That is why we cannot simply go from the ego's dream of judgment to the Holy Spirit's judgment that everyone is calling for love or expressing love. It is essential that we first train ourselves—and A Course in Miracles is that training program—to look at the thought system of the ego. This is not a course in denial or in making believe that terrible things do not happen in the world, which express the terrible thoughts that go on in the mind of the Son. Over and over again Jesus uses very strong words such as murder and vicious to describe the ego thought system. He is not saying this is a wonderful world. How can it be a wonderful world if it was made to escape from God? How can it be a wonderful world if it serves to protect us so that we never actually look at the underlying dream of judgment, which is unreal but which we believe is real?
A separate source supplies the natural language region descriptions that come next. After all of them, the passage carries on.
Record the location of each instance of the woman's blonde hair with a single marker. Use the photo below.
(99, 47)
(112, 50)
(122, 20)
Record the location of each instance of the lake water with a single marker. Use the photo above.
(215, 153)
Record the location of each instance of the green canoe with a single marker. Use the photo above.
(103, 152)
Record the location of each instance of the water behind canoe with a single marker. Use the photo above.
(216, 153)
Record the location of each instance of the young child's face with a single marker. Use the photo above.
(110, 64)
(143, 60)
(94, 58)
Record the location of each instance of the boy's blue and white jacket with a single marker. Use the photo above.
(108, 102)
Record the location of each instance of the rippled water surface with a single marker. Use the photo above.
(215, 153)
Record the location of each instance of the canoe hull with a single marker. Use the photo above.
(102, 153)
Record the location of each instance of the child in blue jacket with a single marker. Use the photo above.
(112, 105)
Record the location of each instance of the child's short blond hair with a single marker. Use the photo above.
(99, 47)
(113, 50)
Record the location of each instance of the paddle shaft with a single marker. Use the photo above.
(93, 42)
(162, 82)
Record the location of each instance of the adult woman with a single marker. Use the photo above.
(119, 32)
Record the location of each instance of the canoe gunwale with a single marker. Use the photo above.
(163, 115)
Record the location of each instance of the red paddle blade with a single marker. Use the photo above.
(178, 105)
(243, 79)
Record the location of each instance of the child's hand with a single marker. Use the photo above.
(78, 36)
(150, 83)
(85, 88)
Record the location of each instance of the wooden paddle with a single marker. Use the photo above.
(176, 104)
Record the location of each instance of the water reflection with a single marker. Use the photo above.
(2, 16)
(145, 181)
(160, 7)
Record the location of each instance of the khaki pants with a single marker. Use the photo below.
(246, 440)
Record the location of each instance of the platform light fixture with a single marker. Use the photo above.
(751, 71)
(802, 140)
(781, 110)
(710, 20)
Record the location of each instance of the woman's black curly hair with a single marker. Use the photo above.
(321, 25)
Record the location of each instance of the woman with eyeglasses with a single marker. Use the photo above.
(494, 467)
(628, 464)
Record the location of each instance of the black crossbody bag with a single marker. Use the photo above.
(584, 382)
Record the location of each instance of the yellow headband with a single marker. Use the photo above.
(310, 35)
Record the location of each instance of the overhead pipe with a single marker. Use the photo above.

How can this be a wonderful world if it stands in the way of healing?
In working with the Course, we want to develop an attitude of being able to look with open eyes at what the world is—whether on an international level, an interpersonal level, or a personal level within our own minds. The goal of A Course in Miracles is to have us be able to look at these ego thoughts without judgment. When that judgment is gone, when we can really look at all the hate and specialness in us—the need to be so important, all the demands we make to be treated as if we were important—without judging ourselves or feeling guilty about these thoughts, without being afraid of any kind of punishment, then they will disappear because the basic ego thought is unreal. The basic thought that underlies the entirety of the ego thought system—and that constitutes the basic premise underlying the entire physical universe—is an unreal thought. It is a thought that says that we can really push God around and bring Him to His knees, establishing ourselves as God. And if we can look at that for what it is, without judgment, we will realize, as the text says at one point, "It is a joke to think that time can come to circumvent eternity, which means there is no time" (T-27.VIII.6:5). In other words, the "tiny, mad idea" that gave rise to this world is just that: tiny because it is insignificant, with no power and no effect, and mad because it is insane. The ego cannot pull off the impossible. It can lead us to believe that the impossible has happened, but it cannot make it happen. But if we do not look at it, then we do not know what it really is.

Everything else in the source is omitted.